Alors qu'il s'agenouillait, les jambes de part et d'autre du colonel, avec son dos tourné vers l'homme, Ed sentit un des doigts du colonel s'infiltrer en lui, puis un autre. Après avoir été préparé, le colonel le guida vers lui, mais il fallut quatre essais pour trouver l'entrée.
Ed inspira vivement quand l'homme commença à le pénétrer. C'était quelque chose qui semblait ne jamais changer. C'était toujours pareil, cette sensation d'être rempli. Les mains du colonel agrippèrent ses hanches et le tirèrent encore plus vers le bas.
Un léger gémissement lui échappa et il se tortilla un peu pour s'installer, puis soupira de plaisir lorsque le colonel fut entièrement entré et eut réparti le lubrifiant autour de son érection.
« Je pense qu'on est prêts pour vous, major », entendit Ed de la bouche de l'aîné, et il leva les yeux alors que le jeune Mustang posait un pied de chaque côté de leurs jambes. Le major était déjà dur et Ed vit un peu de liquide visqueux pré-éjaculatoire sortir de l'orifice.
« J'ai déjà pris la liberté de me préparer », chuchota l'homme.
Le plus jeune des deux Mustang se baissa jusqu'à être quasiment sur ses genoux, puis s'arrêta un moment. Le colonel prit fermement Ed d'une main, puis positionna le major avec son autre main avant de le guider vers le bas.
Le blond haleta légèrement quand il sentit son gland entrer en contact avec l'orifice du jeune Roy, forçant le premier anneau musculaire, puis le second. L'homme était si étroit et chaud à l'intérieur… Cela, combiné à la sensation enivrante d'être rempli, était presque suffisant pour le faire jouir sans plus attendre.
Presque.
Mais pas encore.
Ils restèrent assis un moment, entassés ainsi les uns sur les autres, puis le jeune Roy saisit le menton d'Ed, levant son visage et l'embrassa. Il ne s'y était pas attendu, et ses yeux s'ouvrirent sous le coup de la surprise un moment, puis il enlaça l'homme pour ne pas perdre l'équilibre et répondit au baiser.
C'était étrange.
L'homme était Roy Mustang, mais ses baisers étaient comme ceux de quelqu'un d'autre.

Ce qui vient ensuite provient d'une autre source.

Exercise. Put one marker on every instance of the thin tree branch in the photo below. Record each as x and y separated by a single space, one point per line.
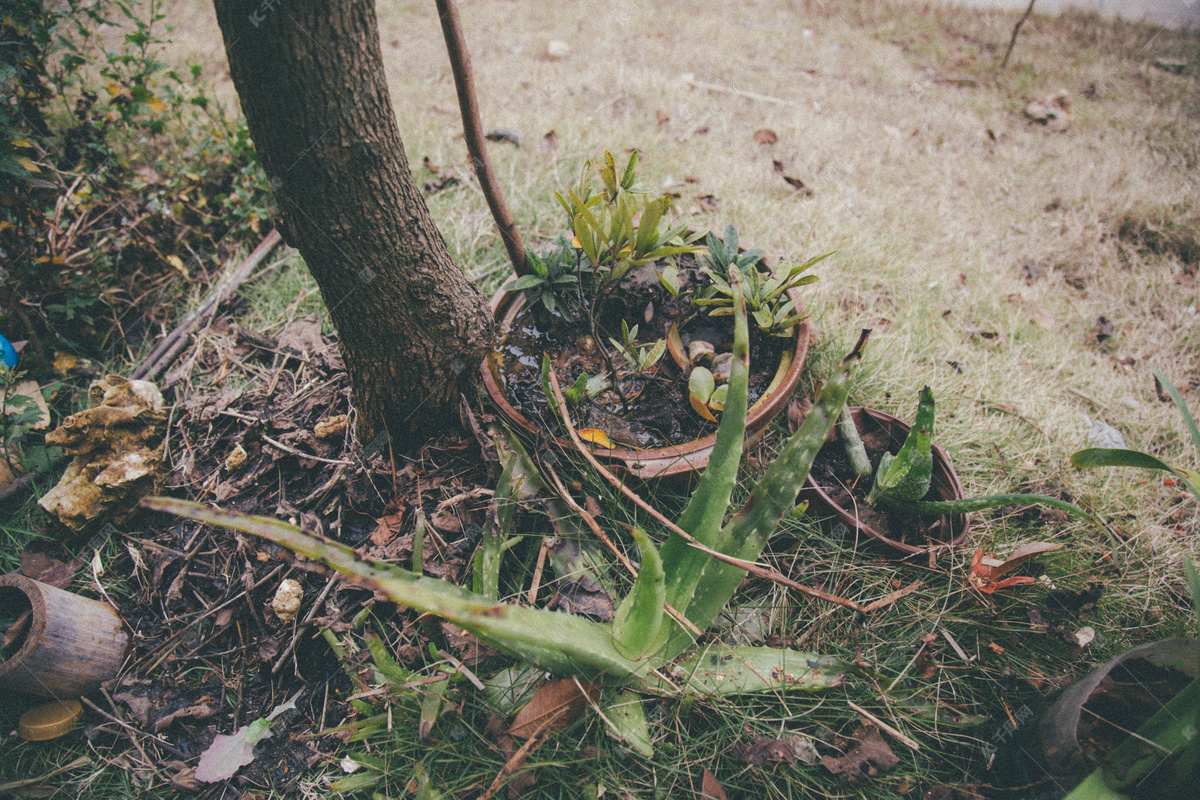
465 84
1017 29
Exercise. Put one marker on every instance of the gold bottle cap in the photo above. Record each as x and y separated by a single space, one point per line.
49 721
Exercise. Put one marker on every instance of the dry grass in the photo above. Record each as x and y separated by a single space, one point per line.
936 193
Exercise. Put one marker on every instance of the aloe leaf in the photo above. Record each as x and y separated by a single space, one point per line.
748 531
723 671
491 547
639 619
684 565
553 641
384 663
431 707
648 227
909 475
701 384
970 505
625 717
1120 457
1117 457
855 447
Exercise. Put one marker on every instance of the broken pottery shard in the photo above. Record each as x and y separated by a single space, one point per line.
118 451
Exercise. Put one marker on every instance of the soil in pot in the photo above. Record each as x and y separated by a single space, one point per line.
658 413
834 475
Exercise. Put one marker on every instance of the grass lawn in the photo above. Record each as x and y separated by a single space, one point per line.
1029 276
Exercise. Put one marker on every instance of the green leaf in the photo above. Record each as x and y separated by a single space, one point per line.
723 671
687 567
627 180
910 473
701 384
625 717
639 619
1117 457
553 641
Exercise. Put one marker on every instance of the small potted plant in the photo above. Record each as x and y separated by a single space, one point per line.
889 481
631 314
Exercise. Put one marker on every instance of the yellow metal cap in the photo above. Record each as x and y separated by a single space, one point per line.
49 721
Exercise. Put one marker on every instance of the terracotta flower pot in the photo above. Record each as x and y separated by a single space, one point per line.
69 645
935 533
659 462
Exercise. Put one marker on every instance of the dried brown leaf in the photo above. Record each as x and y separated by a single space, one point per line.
766 136
555 704
711 788
870 757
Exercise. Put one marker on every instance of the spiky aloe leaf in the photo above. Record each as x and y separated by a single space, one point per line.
553 641
1120 457
907 476
636 624
970 505
748 531
684 565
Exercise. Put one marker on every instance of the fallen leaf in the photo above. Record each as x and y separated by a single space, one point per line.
597 437
387 529
447 521
765 750
766 136
444 182
202 711
303 336
975 330
1084 636
870 757
987 571
227 755
709 787
556 705
504 134
1102 434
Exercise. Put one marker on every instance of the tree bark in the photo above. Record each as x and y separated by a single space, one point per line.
310 78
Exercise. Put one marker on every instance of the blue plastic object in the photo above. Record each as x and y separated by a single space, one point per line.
7 354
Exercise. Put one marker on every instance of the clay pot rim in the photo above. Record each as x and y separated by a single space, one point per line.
27 587
675 459
942 465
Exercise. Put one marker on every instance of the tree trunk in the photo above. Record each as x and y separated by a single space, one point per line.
311 83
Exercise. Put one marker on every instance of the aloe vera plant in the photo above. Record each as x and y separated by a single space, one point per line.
640 648
1162 759
904 479
1121 457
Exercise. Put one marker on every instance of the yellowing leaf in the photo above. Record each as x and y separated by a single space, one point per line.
65 361
700 408
597 437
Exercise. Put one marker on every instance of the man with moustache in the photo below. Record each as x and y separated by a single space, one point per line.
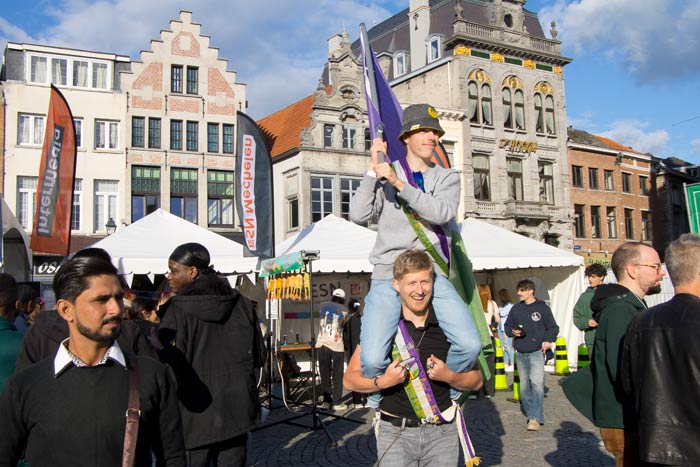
638 270
70 409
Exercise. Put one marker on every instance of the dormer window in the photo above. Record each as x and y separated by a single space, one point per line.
434 49
400 64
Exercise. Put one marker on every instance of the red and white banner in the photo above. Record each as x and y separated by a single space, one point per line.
54 194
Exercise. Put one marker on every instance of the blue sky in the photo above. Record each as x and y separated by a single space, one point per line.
634 78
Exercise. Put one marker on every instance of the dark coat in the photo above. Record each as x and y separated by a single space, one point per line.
660 369
215 330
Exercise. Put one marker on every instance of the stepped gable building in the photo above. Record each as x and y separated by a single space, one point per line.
181 110
497 84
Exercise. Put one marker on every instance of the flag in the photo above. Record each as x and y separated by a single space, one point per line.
54 194
384 113
254 189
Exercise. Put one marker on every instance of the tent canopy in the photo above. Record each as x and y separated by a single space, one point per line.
343 246
144 246
491 247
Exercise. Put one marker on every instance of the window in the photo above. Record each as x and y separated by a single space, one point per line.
482 189
212 137
515 178
577 176
293 213
608 180
348 186
30 129
626 182
176 135
192 80
99 75
593 179
611 220
348 138
78 124
479 98
579 221
77 200
106 134
183 193
595 222
26 199
321 197
192 136
38 67
59 71
513 103
629 224
137 131
328 136
400 64
646 226
145 191
434 49
176 79
227 138
546 172
106 196
220 198
643 185
544 108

Soudain, Ed sentit la langue du colonel courir sur la peau de sa nuque pendant qu'il faisait glisser ses doigts sous son débardeur pour taquiner ses mamelons doux.

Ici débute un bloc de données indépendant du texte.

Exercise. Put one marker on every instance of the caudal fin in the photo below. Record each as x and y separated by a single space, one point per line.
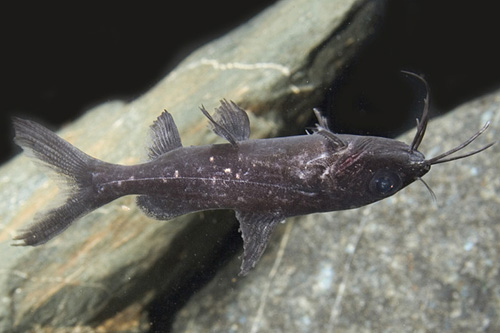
66 160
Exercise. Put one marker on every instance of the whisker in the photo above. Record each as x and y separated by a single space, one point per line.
440 158
422 124
433 195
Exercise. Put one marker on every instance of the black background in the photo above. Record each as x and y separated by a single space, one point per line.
59 62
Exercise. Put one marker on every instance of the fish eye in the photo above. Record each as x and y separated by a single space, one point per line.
385 183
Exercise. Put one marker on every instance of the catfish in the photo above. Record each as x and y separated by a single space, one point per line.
264 181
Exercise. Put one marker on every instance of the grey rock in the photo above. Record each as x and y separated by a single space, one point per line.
405 264
104 270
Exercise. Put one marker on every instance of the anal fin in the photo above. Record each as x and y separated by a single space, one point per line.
164 136
256 230
229 122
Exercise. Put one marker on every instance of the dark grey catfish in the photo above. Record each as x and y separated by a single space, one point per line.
264 181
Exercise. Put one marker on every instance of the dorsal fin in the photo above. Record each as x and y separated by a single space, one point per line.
229 121
323 129
164 136
256 230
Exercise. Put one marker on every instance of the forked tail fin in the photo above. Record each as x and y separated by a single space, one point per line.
66 160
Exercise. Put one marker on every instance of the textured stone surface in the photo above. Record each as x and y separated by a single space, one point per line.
112 263
405 264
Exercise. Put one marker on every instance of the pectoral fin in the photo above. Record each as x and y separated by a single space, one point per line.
230 122
256 230
164 136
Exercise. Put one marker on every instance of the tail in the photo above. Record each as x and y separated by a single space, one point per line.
65 160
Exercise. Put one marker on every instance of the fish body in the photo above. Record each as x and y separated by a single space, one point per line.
264 181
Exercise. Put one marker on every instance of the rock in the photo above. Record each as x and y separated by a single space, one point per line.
113 263
405 264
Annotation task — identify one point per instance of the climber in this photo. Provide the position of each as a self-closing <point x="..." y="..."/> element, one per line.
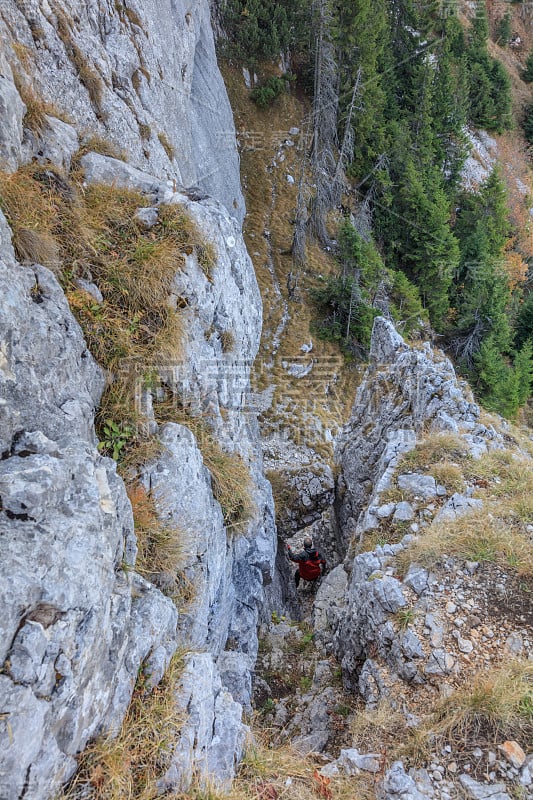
<point x="311" y="563"/>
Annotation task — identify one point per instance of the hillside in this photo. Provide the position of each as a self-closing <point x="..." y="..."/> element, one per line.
<point x="286" y="297"/>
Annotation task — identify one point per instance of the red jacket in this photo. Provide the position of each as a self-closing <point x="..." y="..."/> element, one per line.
<point x="309" y="563"/>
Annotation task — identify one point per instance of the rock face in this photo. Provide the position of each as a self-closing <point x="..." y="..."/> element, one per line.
<point x="78" y="622"/>
<point x="143" y="76"/>
<point x="405" y="390"/>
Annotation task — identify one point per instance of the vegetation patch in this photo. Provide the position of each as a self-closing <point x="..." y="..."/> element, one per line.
<point x="130" y="764"/>
<point x="496" y="705"/>
<point x="433" y="449"/>
<point x="265" y="94"/>
<point x="481" y="535"/>
<point x="167" y="145"/>
<point x="36" y="107"/>
<point x="87" y="74"/>
<point x="162" y="549"/>
<point x="92" y="233"/>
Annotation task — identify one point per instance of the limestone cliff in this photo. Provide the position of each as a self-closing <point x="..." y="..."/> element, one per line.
<point x="78" y="621"/>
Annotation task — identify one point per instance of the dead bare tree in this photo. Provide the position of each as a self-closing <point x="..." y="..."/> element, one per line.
<point x="325" y="115"/>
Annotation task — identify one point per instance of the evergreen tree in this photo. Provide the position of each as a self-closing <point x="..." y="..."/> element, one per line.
<point x="527" y="74"/>
<point x="504" y="29"/>
<point x="428" y="250"/>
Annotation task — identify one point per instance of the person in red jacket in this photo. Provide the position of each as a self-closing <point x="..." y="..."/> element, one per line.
<point x="311" y="563"/>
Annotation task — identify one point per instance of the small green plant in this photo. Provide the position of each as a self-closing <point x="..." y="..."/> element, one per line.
<point x="116" y="437"/>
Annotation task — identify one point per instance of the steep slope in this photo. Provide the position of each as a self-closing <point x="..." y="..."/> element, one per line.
<point x="144" y="77"/>
<point x="80" y="623"/>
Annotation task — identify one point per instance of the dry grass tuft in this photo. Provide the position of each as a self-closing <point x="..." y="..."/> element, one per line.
<point x="97" y="144"/>
<point x="494" y="706"/>
<point x="167" y="146"/>
<point x="91" y="232"/>
<point x="231" y="480"/>
<point x="36" y="107"/>
<point x="37" y="247"/>
<point x="383" y="729"/>
<point x="29" y="208"/>
<point x="232" y="484"/>
<point x="129" y="765"/>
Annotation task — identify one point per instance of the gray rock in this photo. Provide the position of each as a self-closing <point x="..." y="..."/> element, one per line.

Le jeune alchimiste crut qu'il allait mourir du plaisir qu'il éprouvait. Quand les deux hommes de part et d'autre de lui commencèrent à bouger leurs hanches, Ed se joignit à eux au même rythme. Le colonel cessa de lécher son cou et se mit à le sucer. Restant à un endroit pendant un moment puis se déplaçant de manière à ce qu'Ed n'ait pas le temps de s'y habituer.

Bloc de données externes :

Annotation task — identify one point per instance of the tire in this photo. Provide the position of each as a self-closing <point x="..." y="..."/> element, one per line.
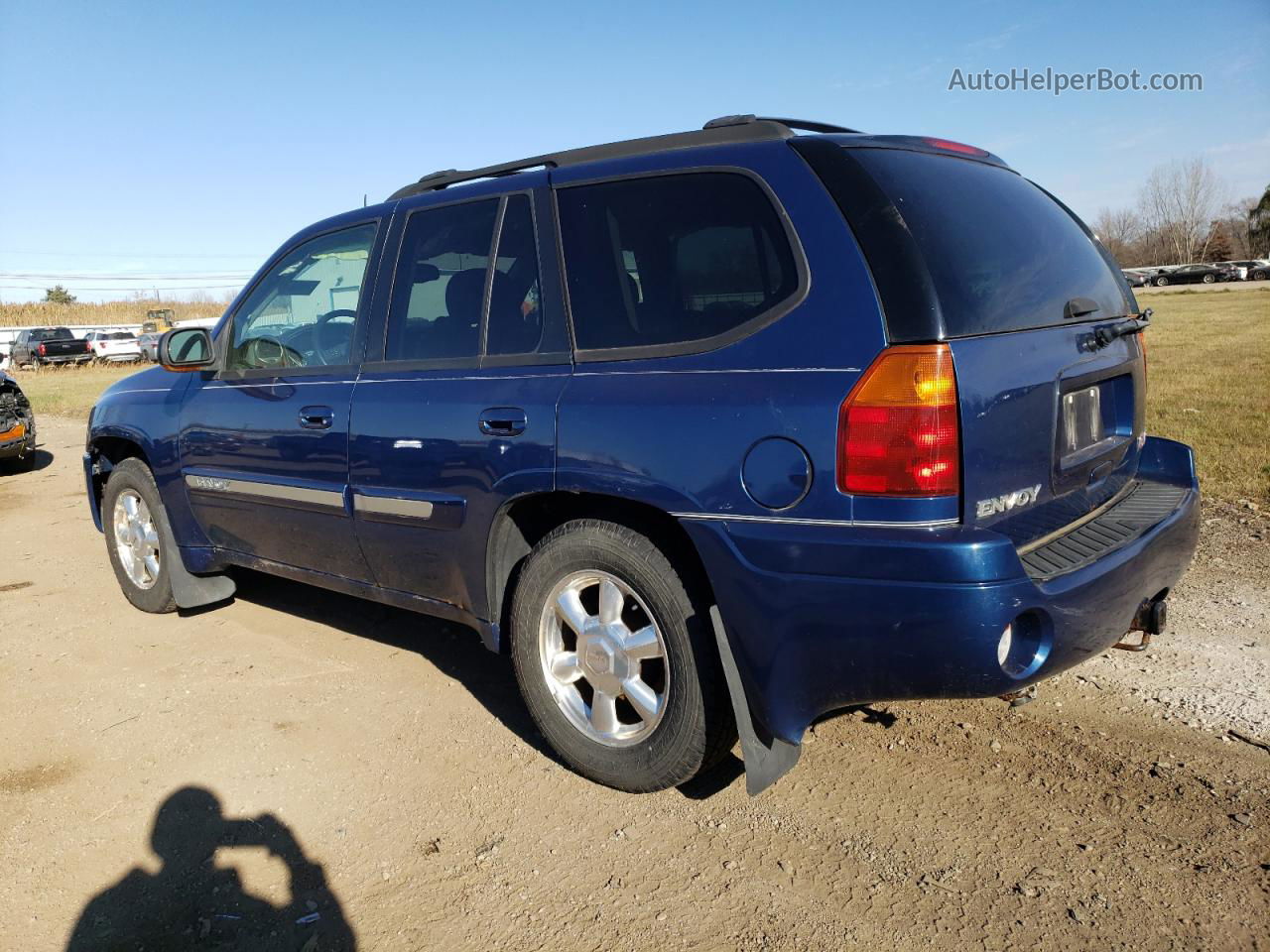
<point x="143" y="585"/>
<point x="693" y="726"/>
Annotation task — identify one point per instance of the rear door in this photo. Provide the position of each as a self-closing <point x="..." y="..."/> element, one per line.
<point x="1051" y="417"/>
<point x="264" y="439"/>
<point x="454" y="412"/>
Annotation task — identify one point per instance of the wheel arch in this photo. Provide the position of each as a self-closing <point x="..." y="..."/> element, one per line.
<point x="522" y="522"/>
<point x="109" y="449"/>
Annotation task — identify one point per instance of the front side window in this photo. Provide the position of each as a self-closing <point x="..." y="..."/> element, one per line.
<point x="304" y="311"/>
<point x="672" y="259"/>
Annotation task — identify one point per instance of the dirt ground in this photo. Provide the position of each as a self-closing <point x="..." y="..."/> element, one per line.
<point x="373" y="774"/>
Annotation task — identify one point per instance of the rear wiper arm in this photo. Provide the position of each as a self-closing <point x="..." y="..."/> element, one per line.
<point x="1121" y="329"/>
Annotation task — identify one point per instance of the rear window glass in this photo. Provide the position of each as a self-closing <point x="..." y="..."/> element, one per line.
<point x="671" y="259"/>
<point x="1002" y="254"/>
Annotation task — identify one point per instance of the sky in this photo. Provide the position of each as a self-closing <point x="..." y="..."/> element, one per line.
<point x="176" y="145"/>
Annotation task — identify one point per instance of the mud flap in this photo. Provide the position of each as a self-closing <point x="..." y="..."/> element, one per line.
<point x="766" y="761"/>
<point x="190" y="590"/>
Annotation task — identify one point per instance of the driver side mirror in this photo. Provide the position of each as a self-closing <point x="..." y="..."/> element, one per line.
<point x="187" y="349"/>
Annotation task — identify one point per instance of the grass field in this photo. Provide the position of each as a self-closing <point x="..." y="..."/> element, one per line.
<point x="1206" y="382"/>
<point x="109" y="312"/>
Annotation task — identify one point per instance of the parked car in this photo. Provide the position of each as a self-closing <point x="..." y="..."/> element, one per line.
<point x="48" y="345"/>
<point x="17" y="426"/>
<point x="113" y="345"/>
<point x="149" y="347"/>
<point x="1192" y="275"/>
<point x="734" y="428"/>
<point x="1237" y="270"/>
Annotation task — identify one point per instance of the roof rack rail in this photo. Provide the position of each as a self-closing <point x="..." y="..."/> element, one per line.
<point x="437" y="180"/>
<point x="806" y="125"/>
<point x="724" y="130"/>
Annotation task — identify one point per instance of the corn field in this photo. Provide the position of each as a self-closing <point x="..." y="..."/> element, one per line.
<point x="109" y="312"/>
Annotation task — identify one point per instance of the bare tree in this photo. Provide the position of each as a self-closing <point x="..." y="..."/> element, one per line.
<point x="1179" y="202"/>
<point x="1234" y="223"/>
<point x="1119" y="229"/>
<point x="1259" y="226"/>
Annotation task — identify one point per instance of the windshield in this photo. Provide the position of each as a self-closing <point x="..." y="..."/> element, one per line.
<point x="1002" y="254"/>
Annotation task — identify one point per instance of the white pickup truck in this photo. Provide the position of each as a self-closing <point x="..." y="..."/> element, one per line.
<point x="113" y="345"/>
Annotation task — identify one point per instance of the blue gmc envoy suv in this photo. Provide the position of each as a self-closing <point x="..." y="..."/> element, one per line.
<point x="714" y="433"/>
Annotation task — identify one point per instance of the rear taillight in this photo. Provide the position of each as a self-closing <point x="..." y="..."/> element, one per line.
<point x="898" y="431"/>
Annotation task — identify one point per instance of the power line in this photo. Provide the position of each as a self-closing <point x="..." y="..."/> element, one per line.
<point x="77" y="287"/>
<point x="244" y="276"/>
<point x="127" y="254"/>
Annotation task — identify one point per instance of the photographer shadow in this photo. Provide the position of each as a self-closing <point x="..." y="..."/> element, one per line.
<point x="194" y="902"/>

L'ado gémit dans le baiser à cause de tant d'excitation. Un peu de salive coula de sa bouche alors qu'ils se perdaient dans un ballet de langues passionné. Plus profondément semblait être le nom du jeu du moment, non seulement pour le baiser mais aussi pour leurs verges. A chaque instant qui passait, Ed se rapprochait du point de non-retour alors que le colonel s'enfonçait en lui derrière, et le major s'empalait sur le sexe dur d'Ed devant.
Soudain, Ed atteignit l'orgasme et il poussa un « aaaahh !! » sonore dans la bouche du major pendant qu'il jouissait abondamment, projetant son sperme profondément dans le jeune Roy.
La sueur perlait sur son front et il haletait alors que le major brisait le baiser et bougeait ses hanches à un rythme plus effréné, essayant de jouir avant qu'Ed ne se détende. Le colonel se pencha, tira la tête du major vers lui et l'embrassa passionnément avant de descendre les mains pour lui donner un coup de main.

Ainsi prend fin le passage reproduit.